Ia menegaskan DPR akan melakukan reformasi kelembagaan agar lebih sesuai dengan aspirasi masyarakat.
“Saya sendiri yang akan memimpin reformasi DPR. Prinsipnya DPR akan terus berbenah dan memperbaiki diri,” tambahnya.
Sehari setelah rapat fraksi, Dasco menegaskan keputusan itu berlaku efektif mulai 31 Agustus 2025. DPR juga akan memangkas berbagai fasilitas lain, termasuk biaya langganan, daya listrik, jasa telepon, komunikasi intensif, serta transportasi.
Moratorium perjalanan dinas luar negeri juga diberlakukan mulai 1 September 2025, kecuali untuk agenda resmi kenegaraan.
“DPR RI menyepakati penghentian tunjangan perumahan anggota DPR RI terhitung sejak 31 Agustus 2025,” ujar Dasco dalam konferensi pers di kompleks parlemen, Senayan, Jakarta, Jumat (5/9/2025).

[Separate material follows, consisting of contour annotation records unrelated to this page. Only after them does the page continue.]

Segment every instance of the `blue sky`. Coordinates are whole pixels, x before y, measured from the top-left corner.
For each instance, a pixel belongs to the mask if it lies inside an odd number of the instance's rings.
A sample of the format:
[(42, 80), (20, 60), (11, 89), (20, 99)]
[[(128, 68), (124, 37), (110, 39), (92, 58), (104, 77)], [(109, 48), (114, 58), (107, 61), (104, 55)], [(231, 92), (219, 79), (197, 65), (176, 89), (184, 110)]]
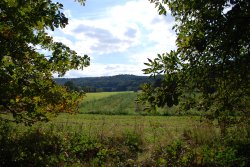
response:
[(143, 75), (144, 62), (175, 49), (174, 19), (159, 16), (148, 0), (60, 0), (69, 24), (50, 32), (91, 64), (64, 77)]

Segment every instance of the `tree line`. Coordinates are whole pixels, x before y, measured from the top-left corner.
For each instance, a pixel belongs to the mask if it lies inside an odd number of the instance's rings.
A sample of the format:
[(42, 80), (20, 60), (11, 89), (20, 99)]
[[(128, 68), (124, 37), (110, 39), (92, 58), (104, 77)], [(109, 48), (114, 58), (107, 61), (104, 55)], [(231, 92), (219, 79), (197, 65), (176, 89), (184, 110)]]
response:
[(138, 91), (142, 84), (152, 83), (153, 78), (126, 74), (103, 77), (56, 78), (55, 82), (66, 86), (71, 91), (115, 92)]

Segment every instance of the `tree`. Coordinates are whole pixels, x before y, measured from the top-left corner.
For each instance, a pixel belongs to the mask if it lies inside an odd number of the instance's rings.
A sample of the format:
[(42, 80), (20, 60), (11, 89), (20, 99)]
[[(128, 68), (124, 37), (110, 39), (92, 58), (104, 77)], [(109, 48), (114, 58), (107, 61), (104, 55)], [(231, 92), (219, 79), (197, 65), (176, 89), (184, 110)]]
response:
[(47, 33), (68, 24), (61, 9), (62, 4), (51, 0), (0, 2), (0, 112), (12, 113), (16, 122), (32, 124), (77, 109), (82, 95), (55, 84), (52, 74), (82, 69), (89, 57), (54, 42)]
[(177, 49), (146, 63), (145, 73), (163, 73), (164, 80), (157, 88), (145, 86), (141, 99), (153, 107), (171, 106), (187, 92), (199, 92), (196, 107), (211, 113), (221, 127), (237, 123), (232, 115), (249, 120), (250, 1), (150, 2), (159, 14), (171, 11)]

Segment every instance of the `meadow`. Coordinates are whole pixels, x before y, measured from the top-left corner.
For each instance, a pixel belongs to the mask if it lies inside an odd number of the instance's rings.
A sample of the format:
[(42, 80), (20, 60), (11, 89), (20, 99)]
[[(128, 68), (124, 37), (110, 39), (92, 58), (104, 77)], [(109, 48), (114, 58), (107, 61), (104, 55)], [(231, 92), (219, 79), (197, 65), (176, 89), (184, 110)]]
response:
[(77, 114), (32, 127), (1, 121), (0, 166), (249, 165), (247, 129), (231, 128), (225, 139), (215, 122), (195, 112), (145, 113), (136, 96), (88, 93)]

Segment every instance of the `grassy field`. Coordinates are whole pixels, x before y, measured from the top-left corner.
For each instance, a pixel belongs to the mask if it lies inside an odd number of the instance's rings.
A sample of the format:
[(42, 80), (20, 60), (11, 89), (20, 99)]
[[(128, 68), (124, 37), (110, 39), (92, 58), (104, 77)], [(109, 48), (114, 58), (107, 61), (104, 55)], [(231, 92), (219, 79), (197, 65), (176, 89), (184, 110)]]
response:
[(87, 93), (80, 105), (80, 113), (103, 115), (135, 114), (135, 92)]
[(60, 114), (49, 125), (60, 131), (87, 133), (98, 136), (114, 136), (124, 131), (141, 133), (148, 143), (172, 141), (185, 130), (205, 127), (200, 117), (190, 116), (132, 116), (132, 115), (92, 115)]
[(128, 92), (96, 92), (96, 93), (86, 93), (86, 97), (84, 98), (84, 102), (99, 100), (105, 97), (109, 97), (116, 94), (124, 94)]
[(250, 128), (232, 127), (221, 136), (200, 116), (174, 116), (176, 108), (154, 116), (136, 112), (136, 96), (90, 93), (80, 113), (32, 127), (1, 121), (0, 166), (250, 165)]

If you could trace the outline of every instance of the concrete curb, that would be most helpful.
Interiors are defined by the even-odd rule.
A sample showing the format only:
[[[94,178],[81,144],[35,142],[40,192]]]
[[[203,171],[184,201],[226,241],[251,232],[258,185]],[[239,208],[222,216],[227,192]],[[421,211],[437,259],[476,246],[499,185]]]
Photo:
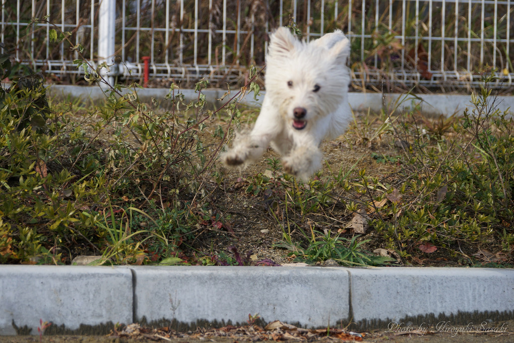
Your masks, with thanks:
[[[40,319],[53,333],[98,334],[117,322],[243,323],[258,313],[363,330],[499,320],[513,309],[514,269],[0,265],[0,335],[38,334]]]
[[[133,89],[129,91],[125,89],[123,93],[132,93],[133,91]],[[103,92],[98,86],[51,85],[48,92],[51,96],[64,99],[81,98],[86,101],[97,101],[105,97]],[[193,89],[180,89],[180,92],[184,95],[187,101],[193,101],[198,98],[198,93],[195,93]],[[221,101],[216,100],[223,97],[225,92],[223,89],[206,89],[202,91],[202,93],[205,95],[207,102],[214,104],[218,108],[230,99],[229,97],[227,97]],[[150,102],[154,99],[162,102],[164,97],[170,93],[170,90],[168,88],[144,88],[137,89],[137,93],[138,97],[142,101]],[[232,94],[235,95],[236,93],[233,91]],[[247,106],[260,106],[265,94],[265,92],[261,92],[261,96],[257,100],[254,99],[252,94],[248,94],[241,99],[240,102]],[[471,96],[469,95],[430,94],[417,95],[417,98],[415,98],[398,93],[383,95],[380,93],[351,93],[348,98],[350,105],[354,110],[366,112],[369,109],[372,112],[380,112],[384,103],[391,107],[393,106],[391,104],[398,101],[398,99],[401,102],[399,106],[400,111],[408,111],[417,106],[423,113],[434,116],[461,115],[467,107],[471,107]],[[514,97],[499,96],[495,104],[500,111],[508,110],[511,115],[514,113]]]

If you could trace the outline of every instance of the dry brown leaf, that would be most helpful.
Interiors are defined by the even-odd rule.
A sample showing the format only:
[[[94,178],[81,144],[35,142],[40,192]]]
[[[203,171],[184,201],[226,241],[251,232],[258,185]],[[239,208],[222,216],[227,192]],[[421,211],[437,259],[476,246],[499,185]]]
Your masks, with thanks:
[[[367,216],[364,216],[361,213],[355,213],[348,226],[353,227],[354,232],[356,233],[364,234],[366,233],[369,226],[368,222]]]
[[[400,191],[394,188],[393,191],[387,195],[387,198],[393,203],[399,203],[401,201],[401,194]]]
[[[440,203],[445,200],[445,197],[446,196],[446,193],[448,191],[448,186],[445,185],[439,189],[437,191],[437,198],[436,199],[435,201]]]
[[[385,199],[383,199],[381,201],[378,201],[377,200],[375,200],[375,201],[373,202],[373,205],[370,205],[370,209],[368,210],[368,214],[371,214],[372,213],[375,213],[377,209],[380,208],[380,207],[383,206],[384,205],[386,205],[386,203],[387,202],[387,198]]]
[[[41,178],[46,177],[46,164],[45,163],[44,161],[38,159],[38,162],[36,163],[35,169],[36,172],[39,174],[39,176],[41,177]]]
[[[421,244],[418,247],[419,248],[419,250],[427,254],[431,254],[437,249],[437,247],[428,242],[424,244]]]

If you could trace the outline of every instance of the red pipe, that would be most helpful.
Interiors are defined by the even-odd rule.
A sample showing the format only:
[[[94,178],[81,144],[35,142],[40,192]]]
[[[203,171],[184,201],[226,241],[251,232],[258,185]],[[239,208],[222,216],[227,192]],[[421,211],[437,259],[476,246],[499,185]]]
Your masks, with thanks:
[[[144,63],[144,70],[143,71],[143,87],[148,85],[148,74],[150,72],[150,56],[143,56],[141,58]]]

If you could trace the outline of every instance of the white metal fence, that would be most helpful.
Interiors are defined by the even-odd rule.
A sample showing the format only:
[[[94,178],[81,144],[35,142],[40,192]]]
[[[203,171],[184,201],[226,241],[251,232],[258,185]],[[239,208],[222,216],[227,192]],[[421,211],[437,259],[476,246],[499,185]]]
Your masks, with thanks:
[[[60,78],[80,78],[72,64],[80,56],[70,47],[81,44],[84,58],[112,58],[126,77],[142,78],[148,56],[151,80],[242,82],[249,65],[263,65],[268,33],[291,21],[307,40],[335,28],[347,33],[356,87],[384,80],[400,87],[467,87],[492,69],[497,86],[506,87],[514,77],[514,1],[2,2],[5,47],[16,61]],[[50,42],[52,26],[70,32],[72,44]]]

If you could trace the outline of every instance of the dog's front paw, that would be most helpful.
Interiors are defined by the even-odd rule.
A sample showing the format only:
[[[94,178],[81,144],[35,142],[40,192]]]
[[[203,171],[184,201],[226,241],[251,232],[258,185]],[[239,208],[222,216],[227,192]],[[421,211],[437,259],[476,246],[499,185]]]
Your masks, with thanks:
[[[241,166],[245,163],[245,157],[241,154],[235,154],[229,152],[225,154],[222,157],[223,163],[227,166],[230,167],[236,167]]]
[[[317,148],[301,147],[282,159],[282,167],[288,174],[307,180],[321,168],[322,159]]]
[[[292,165],[287,160],[284,160],[282,162],[282,168],[284,169],[284,171],[288,174],[296,176],[297,172],[295,171]]]

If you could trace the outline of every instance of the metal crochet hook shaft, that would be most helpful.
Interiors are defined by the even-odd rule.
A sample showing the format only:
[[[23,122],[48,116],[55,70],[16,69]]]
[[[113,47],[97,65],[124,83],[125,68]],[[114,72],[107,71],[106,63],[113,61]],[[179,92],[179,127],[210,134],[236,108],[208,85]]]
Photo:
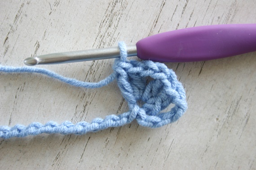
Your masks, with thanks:
[[[127,47],[128,56],[168,62],[205,61],[256,51],[256,24],[202,26],[161,33]],[[118,47],[30,57],[26,65],[59,64],[119,57]]]
[[[136,46],[128,46],[127,53],[128,56],[137,55]],[[60,52],[28,57],[25,60],[24,63],[27,65],[33,66],[112,59],[119,57],[120,50],[117,47]]]

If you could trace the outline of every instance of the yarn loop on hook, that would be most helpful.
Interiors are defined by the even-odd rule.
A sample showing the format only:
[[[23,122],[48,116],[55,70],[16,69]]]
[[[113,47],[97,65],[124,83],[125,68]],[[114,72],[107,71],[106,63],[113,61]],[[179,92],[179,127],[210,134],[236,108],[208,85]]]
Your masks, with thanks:
[[[0,137],[24,137],[43,133],[81,135],[123,126],[134,119],[140,125],[150,128],[159,127],[177,121],[186,110],[187,104],[184,89],[173,71],[163,64],[149,60],[128,60],[124,43],[119,42],[119,47],[121,57],[115,61],[114,72],[97,83],[65,77],[51,71],[35,67],[0,65],[0,72],[40,73],[73,85],[88,88],[101,87],[116,79],[122,94],[128,103],[128,111],[118,115],[108,115],[104,119],[96,118],[91,123],[83,121],[75,124],[69,121],[60,124],[49,121],[44,125],[34,122],[28,126],[19,124],[13,127],[0,126]],[[147,83],[148,79],[150,81]],[[142,103],[141,106],[139,103]],[[170,111],[161,112],[171,103],[174,106]]]

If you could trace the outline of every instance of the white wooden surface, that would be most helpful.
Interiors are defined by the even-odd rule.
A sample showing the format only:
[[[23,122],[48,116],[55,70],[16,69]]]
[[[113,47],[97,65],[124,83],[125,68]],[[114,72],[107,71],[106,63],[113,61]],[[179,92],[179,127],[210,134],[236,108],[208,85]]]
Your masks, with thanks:
[[[256,8],[255,0],[1,0],[0,64],[22,66],[37,55],[131,45],[177,29],[256,23]],[[113,62],[37,67],[97,81]],[[256,169],[256,52],[166,64],[186,89],[189,109],[178,121],[1,139],[0,169]],[[128,109],[115,83],[84,89],[36,74],[0,73],[0,124],[11,126],[90,121]]]

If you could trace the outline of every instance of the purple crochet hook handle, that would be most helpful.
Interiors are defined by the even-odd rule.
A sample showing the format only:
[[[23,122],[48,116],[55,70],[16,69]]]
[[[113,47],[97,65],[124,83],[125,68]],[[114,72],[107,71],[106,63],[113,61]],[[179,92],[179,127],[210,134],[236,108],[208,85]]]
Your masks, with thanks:
[[[139,41],[139,58],[163,62],[204,61],[256,51],[256,24],[202,26]]]

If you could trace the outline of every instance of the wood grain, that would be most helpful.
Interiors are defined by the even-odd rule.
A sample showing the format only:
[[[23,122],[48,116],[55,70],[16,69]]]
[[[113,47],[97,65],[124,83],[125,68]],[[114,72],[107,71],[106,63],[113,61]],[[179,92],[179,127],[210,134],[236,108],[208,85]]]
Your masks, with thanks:
[[[131,45],[189,27],[256,23],[256,8],[254,0],[1,1],[0,64],[22,66],[29,56]],[[0,168],[255,170],[256,57],[166,63],[186,92],[189,109],[177,122],[0,139]],[[110,74],[113,62],[37,67],[92,82]],[[128,110],[115,83],[84,89],[43,75],[4,73],[0,82],[1,125],[90,121]]]

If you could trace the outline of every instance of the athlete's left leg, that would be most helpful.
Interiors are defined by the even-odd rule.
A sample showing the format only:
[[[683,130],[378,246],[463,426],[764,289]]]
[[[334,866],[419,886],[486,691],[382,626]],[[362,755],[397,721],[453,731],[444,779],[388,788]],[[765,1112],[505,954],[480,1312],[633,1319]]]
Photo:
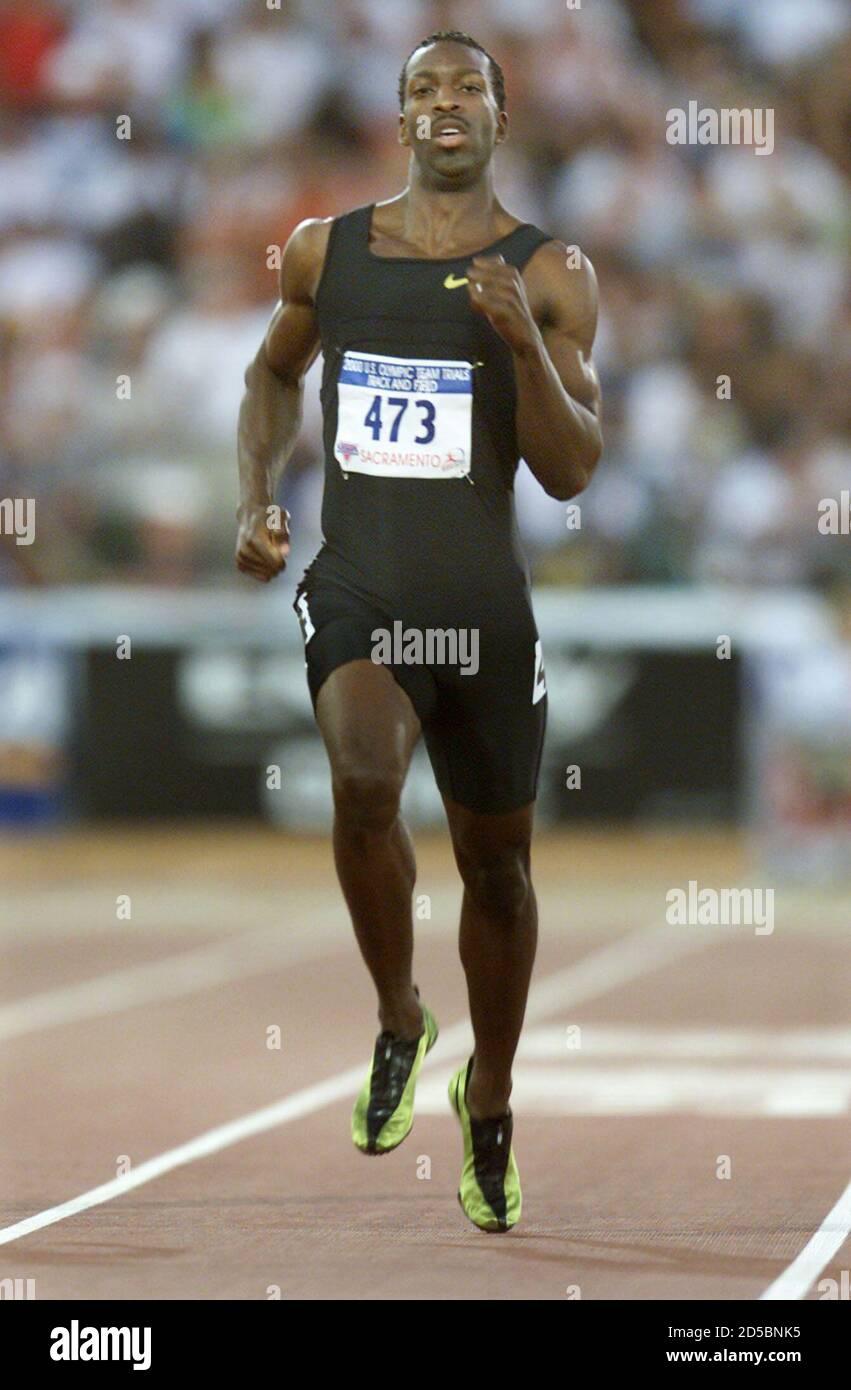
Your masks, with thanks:
[[[538,941],[530,876],[534,802],[505,815],[444,798],[464,884],[460,958],[476,1037],[467,1106],[474,1119],[503,1115]]]

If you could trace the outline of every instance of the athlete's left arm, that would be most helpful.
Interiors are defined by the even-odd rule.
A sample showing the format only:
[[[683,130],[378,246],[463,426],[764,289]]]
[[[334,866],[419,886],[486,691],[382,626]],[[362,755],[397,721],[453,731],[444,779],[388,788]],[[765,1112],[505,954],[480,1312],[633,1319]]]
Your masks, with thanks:
[[[502,256],[477,256],[467,274],[473,307],[514,357],[520,453],[551,498],[574,498],[602,453],[594,267],[580,256],[572,268],[567,247],[546,242],[523,275]]]

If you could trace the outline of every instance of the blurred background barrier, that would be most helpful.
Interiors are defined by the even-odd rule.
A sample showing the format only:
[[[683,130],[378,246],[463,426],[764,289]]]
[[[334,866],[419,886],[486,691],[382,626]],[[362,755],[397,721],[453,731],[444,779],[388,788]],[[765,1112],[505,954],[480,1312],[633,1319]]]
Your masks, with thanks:
[[[398,71],[438,28],[505,68],[503,203],[601,286],[594,482],[566,514],[517,475],[542,816],[751,821],[841,872],[844,0],[0,0],[0,819],[327,824],[291,610],[320,364],[274,594],[234,570],[235,420],[292,228],[403,185]],[[669,145],[690,101],[770,110],[773,152]]]

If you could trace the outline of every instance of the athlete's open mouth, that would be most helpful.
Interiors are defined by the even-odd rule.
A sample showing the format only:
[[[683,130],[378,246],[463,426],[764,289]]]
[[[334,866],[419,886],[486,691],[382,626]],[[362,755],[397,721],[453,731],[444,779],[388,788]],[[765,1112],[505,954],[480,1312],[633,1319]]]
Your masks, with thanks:
[[[463,126],[446,121],[434,131],[434,139],[442,149],[452,150],[466,139],[466,132]]]

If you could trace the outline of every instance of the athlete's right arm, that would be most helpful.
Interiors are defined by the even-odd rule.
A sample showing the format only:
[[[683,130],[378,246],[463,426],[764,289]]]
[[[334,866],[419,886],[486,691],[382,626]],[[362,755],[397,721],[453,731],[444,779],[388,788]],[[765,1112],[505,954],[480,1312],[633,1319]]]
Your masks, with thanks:
[[[331,218],[299,222],[281,261],[281,299],[245,374],[239,407],[236,566],[268,584],[286,564],[286,520],[270,525],[275,485],[302,424],[305,374],[320,349],[314,296]]]

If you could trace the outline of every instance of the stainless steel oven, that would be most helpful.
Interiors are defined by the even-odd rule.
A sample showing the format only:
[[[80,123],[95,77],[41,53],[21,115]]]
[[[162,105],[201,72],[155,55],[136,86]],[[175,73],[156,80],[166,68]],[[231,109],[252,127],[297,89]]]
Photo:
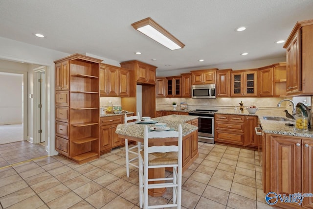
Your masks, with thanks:
[[[214,112],[216,110],[196,110],[189,112],[189,115],[198,117],[198,140],[214,143]]]

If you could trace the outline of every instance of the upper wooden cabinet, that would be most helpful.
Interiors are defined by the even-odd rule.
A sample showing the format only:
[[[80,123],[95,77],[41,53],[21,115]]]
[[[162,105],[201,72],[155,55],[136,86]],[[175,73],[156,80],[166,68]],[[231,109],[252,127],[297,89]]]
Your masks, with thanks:
[[[231,69],[219,70],[216,71],[217,97],[230,96],[230,71]]]
[[[120,63],[122,68],[135,71],[135,80],[137,83],[156,84],[156,67],[136,60]]]
[[[181,96],[181,76],[166,77],[166,97]]]
[[[286,95],[286,63],[259,69],[259,96],[280,97]]]
[[[231,75],[231,96],[257,96],[258,70],[234,70]]]
[[[156,77],[156,97],[165,97],[166,81],[165,77]]]
[[[286,49],[286,93],[313,94],[313,20],[297,22],[284,48]]]
[[[69,90],[69,63],[65,61],[55,65],[55,90]]]
[[[216,82],[217,68],[191,71],[191,85],[210,84]]]
[[[102,96],[129,96],[130,72],[116,66],[101,63],[100,91]]]
[[[181,97],[191,97],[191,73],[181,73]]]

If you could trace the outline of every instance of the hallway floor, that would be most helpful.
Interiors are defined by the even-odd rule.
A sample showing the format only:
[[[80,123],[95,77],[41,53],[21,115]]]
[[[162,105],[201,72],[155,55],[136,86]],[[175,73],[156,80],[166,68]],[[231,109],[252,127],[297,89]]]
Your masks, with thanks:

Rincian Gaji Terbaru Anggota DPR
Dasco menyebut DPR akan bersikap transparan dengan membuka dokumen gaji dan tunjangan anggota dewan pasca pemangkasan. Berdasarkan data yang dilampirkan, Take Home Pay (THP) anggota DPR setelah reformasi tunjangan adalah sebagai berikut:
-
- Gaji Pokok: Rp. 4.200.000
- Tunjangan Suami/Istri: Rp. 420.000
- Tunjangan Anak: Rp. 168.000
- Tunjangan Jabatan: Rp. 9.700.000
- Tunjangan Beras: Rp. 289.680
- Uang Sidang/Paket: Rp. 2.000.000
Total Gaji dan Tunjangan (melekat): Rp. 16.777.680
Namun di luar itu, masih ada Tunjangan Konstitusional yang diberikan, yaitu:
-
- Biaya Peningkatan Komunikasi Intensif dengan Masyarakat: Rp. 20.033.000
- Tunjangan Kehormatan Anggota DPR RI: Rp. 7.187.000
- Peningkatan Fungsi Pengawasan dan Anggaran sebagai Pelaksana Konstitusional Dewan: Rp. 4.830.000
- Honorarium Kegiatan Peningkatan Fungsi Dewan: fungsi legislasi: Rp 8.461.000, fungsi pengawasan: Rp 8.461.000, dan fungsi anggaran: Rp 8.461.000
Total Tunjangan Konstitusional: Rp 57.433.000
Sehingga, secara keseluruhan, perolehan Gaji & Tunjangan Anggota DPR yang berlaku per 1 September 2025 adalah:
-
- Total Bruto: Rp. 74.210.680
- Pajak PPH 15% (total tunjangan konstitusional): Rp. 8.614.950
TAKE HOME PAY : Rp. 65.595.730
Kebijakan ini diambil di tengah tekanan publik menyusul gelombang demonstrasi pada akhir Agustus 2025, yang salah satunya menyoroti besarnya tunjangan anggota DPR di tengah kondisi ekonomi rakyat yang sulit.
Puan menegaskan bahwa keputusan penghapusan tunjangan dan reformasi kelembagaan DPR menjadi bentuk respon nyata terhadap kritik masyarakat.
“Aspirasi publik pasti akan kami jadikan masukan yang membangun,” katanya.